Is the UK economy one step closer to recession? – Forex News Preview



Following last week’s dovish triple hike by the Bank of England, pound traders are now likely to turn their attention to the first estimate of the UK GDP for Q3 due out on Friday at 07:00 GMT. Expectations are for the Office for National Statistics to confirm the BoE’s forecast of a contraction, but the big question is, how will the outcome affect market speculation with regards to the Bank’s future course of action and how will the pound react?

Investors expect smaller hikes by the BoE

At last week’s gathering, the BoE decided to raise interest rates by 75bps, the largest hike since 1989. However, the language accompanying the decision was much more dovish than expected, with officials warning of a prolonged recession and noting that interest rates are unlikely to match the peak implied by market pricing.

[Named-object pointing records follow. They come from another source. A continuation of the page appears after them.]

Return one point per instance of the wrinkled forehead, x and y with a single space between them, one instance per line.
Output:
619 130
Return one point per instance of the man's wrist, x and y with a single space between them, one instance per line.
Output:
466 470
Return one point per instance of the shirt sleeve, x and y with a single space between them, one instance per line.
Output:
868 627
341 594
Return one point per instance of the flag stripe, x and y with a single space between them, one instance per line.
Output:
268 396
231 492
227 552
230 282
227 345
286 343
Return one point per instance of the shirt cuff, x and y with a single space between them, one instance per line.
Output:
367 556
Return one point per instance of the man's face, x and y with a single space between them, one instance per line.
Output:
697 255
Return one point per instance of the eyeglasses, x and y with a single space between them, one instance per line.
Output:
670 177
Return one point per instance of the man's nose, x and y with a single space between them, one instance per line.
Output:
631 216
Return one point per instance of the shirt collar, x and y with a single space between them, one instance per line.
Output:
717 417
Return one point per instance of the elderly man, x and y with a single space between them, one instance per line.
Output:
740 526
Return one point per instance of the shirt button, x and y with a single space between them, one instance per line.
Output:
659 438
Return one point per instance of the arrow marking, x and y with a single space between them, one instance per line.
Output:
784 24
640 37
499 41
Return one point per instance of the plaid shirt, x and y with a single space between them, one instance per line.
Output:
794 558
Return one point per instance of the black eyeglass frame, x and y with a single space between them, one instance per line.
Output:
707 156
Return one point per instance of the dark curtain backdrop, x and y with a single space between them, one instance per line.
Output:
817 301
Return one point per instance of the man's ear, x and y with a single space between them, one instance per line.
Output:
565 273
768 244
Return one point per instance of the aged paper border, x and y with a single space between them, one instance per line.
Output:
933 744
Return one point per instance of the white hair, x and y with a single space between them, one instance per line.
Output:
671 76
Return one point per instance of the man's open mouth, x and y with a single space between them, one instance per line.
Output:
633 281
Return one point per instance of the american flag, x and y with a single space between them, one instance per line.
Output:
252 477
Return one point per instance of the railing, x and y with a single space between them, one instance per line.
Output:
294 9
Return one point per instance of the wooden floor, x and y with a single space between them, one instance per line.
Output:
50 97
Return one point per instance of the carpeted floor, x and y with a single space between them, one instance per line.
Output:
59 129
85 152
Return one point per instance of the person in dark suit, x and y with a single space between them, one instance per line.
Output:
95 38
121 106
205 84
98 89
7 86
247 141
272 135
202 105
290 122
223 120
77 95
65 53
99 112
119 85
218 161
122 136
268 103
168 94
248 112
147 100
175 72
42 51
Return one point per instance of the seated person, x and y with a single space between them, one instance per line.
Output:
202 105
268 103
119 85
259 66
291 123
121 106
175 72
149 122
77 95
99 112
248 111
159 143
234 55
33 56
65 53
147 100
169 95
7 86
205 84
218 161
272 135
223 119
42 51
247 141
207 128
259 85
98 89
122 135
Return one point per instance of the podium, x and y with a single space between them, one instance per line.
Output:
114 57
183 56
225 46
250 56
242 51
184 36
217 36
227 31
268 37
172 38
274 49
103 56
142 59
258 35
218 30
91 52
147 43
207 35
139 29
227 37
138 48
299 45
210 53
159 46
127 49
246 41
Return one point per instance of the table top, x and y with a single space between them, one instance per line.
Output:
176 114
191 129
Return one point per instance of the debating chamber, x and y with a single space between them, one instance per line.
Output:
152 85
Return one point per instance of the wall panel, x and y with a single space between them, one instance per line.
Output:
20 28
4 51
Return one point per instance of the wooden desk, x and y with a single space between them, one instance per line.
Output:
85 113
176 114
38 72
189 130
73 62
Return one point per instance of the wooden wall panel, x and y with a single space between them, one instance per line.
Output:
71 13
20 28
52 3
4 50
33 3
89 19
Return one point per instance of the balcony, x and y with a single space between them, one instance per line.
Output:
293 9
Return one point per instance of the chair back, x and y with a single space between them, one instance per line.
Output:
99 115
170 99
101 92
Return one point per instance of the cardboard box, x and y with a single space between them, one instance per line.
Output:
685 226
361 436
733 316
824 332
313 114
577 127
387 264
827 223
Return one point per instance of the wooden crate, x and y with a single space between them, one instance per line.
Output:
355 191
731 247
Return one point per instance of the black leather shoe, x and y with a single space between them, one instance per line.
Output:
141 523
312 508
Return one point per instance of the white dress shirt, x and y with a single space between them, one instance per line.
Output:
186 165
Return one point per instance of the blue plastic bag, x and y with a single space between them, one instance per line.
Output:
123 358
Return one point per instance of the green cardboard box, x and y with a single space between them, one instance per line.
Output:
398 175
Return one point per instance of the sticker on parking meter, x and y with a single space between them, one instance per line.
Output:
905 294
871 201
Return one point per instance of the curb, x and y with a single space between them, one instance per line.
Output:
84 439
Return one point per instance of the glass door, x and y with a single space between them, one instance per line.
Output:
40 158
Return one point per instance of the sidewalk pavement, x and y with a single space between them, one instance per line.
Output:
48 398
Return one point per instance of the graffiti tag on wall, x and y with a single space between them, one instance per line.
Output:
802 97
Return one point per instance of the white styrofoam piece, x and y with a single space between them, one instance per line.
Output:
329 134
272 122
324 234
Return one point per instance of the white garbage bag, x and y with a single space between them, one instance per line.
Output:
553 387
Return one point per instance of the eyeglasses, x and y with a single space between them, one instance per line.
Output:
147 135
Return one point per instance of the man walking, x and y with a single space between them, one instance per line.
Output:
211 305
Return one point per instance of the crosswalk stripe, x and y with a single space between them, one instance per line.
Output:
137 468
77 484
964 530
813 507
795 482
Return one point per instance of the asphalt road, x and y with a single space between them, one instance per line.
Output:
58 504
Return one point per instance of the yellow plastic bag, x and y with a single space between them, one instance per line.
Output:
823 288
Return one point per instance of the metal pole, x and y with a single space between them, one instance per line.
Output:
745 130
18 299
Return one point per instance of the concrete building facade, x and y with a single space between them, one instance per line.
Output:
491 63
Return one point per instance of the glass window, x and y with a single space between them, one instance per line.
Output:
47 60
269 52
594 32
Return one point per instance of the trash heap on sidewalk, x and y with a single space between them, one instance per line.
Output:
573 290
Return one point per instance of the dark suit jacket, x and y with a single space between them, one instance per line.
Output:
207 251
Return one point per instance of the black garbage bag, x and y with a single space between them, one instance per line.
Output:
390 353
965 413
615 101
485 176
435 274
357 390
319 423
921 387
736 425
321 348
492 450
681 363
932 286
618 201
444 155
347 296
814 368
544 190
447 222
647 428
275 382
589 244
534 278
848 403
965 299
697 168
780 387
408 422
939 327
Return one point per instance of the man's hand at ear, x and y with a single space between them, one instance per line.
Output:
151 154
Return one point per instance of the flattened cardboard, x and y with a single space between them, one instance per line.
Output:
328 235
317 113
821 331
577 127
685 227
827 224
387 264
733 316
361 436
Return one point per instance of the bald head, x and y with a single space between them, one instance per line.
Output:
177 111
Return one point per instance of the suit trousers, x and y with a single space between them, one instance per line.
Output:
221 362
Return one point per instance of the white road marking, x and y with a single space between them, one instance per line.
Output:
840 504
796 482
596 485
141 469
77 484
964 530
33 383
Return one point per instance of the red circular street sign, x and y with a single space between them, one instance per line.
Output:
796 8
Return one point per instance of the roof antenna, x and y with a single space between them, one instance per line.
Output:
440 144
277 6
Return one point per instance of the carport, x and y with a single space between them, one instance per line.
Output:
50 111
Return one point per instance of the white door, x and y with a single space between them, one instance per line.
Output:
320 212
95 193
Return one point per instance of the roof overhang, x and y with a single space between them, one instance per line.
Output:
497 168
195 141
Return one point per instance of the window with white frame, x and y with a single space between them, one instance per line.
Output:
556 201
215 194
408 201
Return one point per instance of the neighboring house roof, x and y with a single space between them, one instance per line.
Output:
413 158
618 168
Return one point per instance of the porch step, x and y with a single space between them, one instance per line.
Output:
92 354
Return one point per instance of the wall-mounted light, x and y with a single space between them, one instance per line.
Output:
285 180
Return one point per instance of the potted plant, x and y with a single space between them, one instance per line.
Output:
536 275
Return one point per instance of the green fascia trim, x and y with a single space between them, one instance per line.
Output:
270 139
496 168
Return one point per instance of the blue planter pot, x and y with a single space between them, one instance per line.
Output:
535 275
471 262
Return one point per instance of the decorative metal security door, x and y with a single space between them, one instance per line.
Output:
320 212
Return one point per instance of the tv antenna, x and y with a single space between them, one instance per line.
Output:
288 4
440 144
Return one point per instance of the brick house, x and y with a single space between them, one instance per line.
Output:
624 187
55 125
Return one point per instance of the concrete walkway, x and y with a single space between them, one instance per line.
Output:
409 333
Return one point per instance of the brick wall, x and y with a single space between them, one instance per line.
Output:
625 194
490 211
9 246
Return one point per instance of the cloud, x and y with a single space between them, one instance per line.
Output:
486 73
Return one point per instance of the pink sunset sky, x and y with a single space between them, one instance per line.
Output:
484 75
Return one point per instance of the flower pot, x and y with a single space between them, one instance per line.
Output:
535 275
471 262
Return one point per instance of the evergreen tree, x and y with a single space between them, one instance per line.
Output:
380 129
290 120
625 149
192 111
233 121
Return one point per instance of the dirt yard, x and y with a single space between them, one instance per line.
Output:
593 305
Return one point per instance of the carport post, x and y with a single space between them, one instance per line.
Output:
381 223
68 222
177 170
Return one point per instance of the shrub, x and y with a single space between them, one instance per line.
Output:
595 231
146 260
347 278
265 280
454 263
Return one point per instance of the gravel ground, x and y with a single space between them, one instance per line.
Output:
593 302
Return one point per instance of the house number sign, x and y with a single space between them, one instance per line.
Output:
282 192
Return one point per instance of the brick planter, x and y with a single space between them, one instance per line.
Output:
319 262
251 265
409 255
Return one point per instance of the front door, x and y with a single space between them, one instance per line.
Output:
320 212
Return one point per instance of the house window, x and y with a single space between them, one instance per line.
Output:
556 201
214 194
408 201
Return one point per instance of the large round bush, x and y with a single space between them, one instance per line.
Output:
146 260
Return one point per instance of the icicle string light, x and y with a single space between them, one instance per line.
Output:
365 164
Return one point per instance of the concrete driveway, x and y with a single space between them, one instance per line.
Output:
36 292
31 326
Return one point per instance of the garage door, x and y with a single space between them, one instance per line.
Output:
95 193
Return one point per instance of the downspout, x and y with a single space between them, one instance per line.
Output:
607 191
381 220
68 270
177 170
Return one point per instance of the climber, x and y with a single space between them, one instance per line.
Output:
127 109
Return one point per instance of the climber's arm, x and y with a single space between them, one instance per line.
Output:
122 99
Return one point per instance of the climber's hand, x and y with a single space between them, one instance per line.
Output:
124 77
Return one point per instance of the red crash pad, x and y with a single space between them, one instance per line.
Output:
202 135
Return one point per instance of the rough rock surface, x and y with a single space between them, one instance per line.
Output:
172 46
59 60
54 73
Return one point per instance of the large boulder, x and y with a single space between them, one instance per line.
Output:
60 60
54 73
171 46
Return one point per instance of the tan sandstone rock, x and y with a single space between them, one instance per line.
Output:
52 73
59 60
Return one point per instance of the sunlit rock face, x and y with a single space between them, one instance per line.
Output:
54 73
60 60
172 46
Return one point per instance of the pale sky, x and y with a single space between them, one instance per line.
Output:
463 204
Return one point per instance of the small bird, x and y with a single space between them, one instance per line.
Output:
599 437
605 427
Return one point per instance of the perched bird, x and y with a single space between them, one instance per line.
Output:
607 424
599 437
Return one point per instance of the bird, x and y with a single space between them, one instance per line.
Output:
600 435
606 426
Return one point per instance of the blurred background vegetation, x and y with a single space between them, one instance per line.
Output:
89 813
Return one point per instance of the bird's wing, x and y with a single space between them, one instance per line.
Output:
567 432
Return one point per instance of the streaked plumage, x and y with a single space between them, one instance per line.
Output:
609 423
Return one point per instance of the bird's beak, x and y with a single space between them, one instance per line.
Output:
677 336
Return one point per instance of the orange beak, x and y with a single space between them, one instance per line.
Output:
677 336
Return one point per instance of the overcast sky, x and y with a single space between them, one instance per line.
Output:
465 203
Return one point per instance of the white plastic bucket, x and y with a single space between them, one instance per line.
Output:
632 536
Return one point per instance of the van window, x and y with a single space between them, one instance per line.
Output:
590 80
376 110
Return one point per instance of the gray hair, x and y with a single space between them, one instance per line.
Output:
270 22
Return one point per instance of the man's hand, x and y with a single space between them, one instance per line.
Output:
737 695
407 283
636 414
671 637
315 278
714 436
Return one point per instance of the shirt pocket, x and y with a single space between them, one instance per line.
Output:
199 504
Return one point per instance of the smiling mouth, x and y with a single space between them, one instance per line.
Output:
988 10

On top of that, two policymakers voted for a smaller increment at that meeting, which combined with the accompanying warnings, prompted market participants to bring down their implied rate path. Before the meeting and after the budget drama was over, investors had lifted their terminal rate to as high as 5.25%, but today they see it at around 4.63% in August 2023. They are also assigning around an 80% probability for a 50bps hike in December, with the remaining 20% pointing to a 75bps increment. They foresee only one more hike of the same size in February, while they are expecting quarter-point increments thenceforth.

An economic contraction is broadly anticipated

So, with all that in mind, traders may now shift their attention to the first estimate of the UK GDP for Q3. The consensus is for a 0.5% contraction, in line with the Bank’s view of a recession at the end of the year. More specifically, the Bank projected that the economy would decline by around 0.75% over the second half of 2022 and continue to contract throughout 2023 and the first half of 2024, marking the longest downturn on record.

Conditional upon Friday’s number matching economists’ consensus, a contraction of at least 0.25% would be needed in Q4 for the Bank’s own forecast to materialize. In other words, Friday’s number may be well factored into the markets and therefore it is unlikely to hurt the pound much. After all, the PMIs have already set the stage for a negative growth rate in Q3. The composite index fell below the boom-or-bust zone of 50 in August and slid even further in September. For the pound to fall instantly, a negative surprise may be needed, as it could raise fears that the economic wounds are unfortunately deeper than expected.

Pound’s outlook remains gloomy

Nonetheless, even if the actual number matches the consensus and the pound does not instantly tumble, its path of least resistance possibly remains to the downside. The BoE seems to have shifted its focus from sky-high inflation to the bleeding economy, and a slower rate path while inflation is running at double digits is far from an encouraging development. What’s more, the government’s budget announcement on November 17 is expected to include some significant fiscal tightening, which implies downside risks to the Bank’s already lackluster projections, as officials were not able to include the potential impact in their November calculations.

The big question though is whether the pound will suffer more than the US dollar in the short run. Although the Fed sounded more hawkish than anticipated at last week’s gathering, the unexpected rise in the unemployment rate for October on Friday revived speculation over a slower rate path in the US. The overstretched fall in the dollar suggests that the Fed’s hawkishness may already be largely priced in, and that anything pointing to a pivot coming earlier than previously estimated may weigh further on the dollar.

However, with the Fed still considered as a more hawkish central bank than the BoE, any further declines of the US dollar against the British pound may stay limited and short lived. On top of that, renewed global growth fears could add fuel to the safe haven’s engines and perhaps work against sterling, whose link to the broader market sentiment has strengthened recently, despite its correlation with the S&P 500 still being weaker than other traditional risk-linked currencies, like the aussie, kiwi and loonie.

Technical analysis also points to a downtrend

From a technical standpoint, pound/dollar remains below the downtrend line drawn from the high of February 23. The pair hit that line on Tuesday and pulled back somewhat on Wednesday. That said, although this still points to a bearish outlook, a break below the 1.1145 barrier may be needed to signal a trend resumption. Such a break would confirm a lower low on the daily chart and may initially pave the way towards the low of October 12 at 1.0920, where another dip could see scope for extensions towards the 1.0535 territory.

On the upside, the move supporting the case for a potential bullish reversal may be a break above the 1.1635 barrier, marked as resistance by the highs of October 26 and 27. This would not only validate the break above the aforementioned downtrend line but also confirm a higher high on the daily chart. The bulls could then get encouraged to climb towards the psychological round number of 1.2000 and if they are not willing to stop there, the rally may continue towards the 1.2295 area.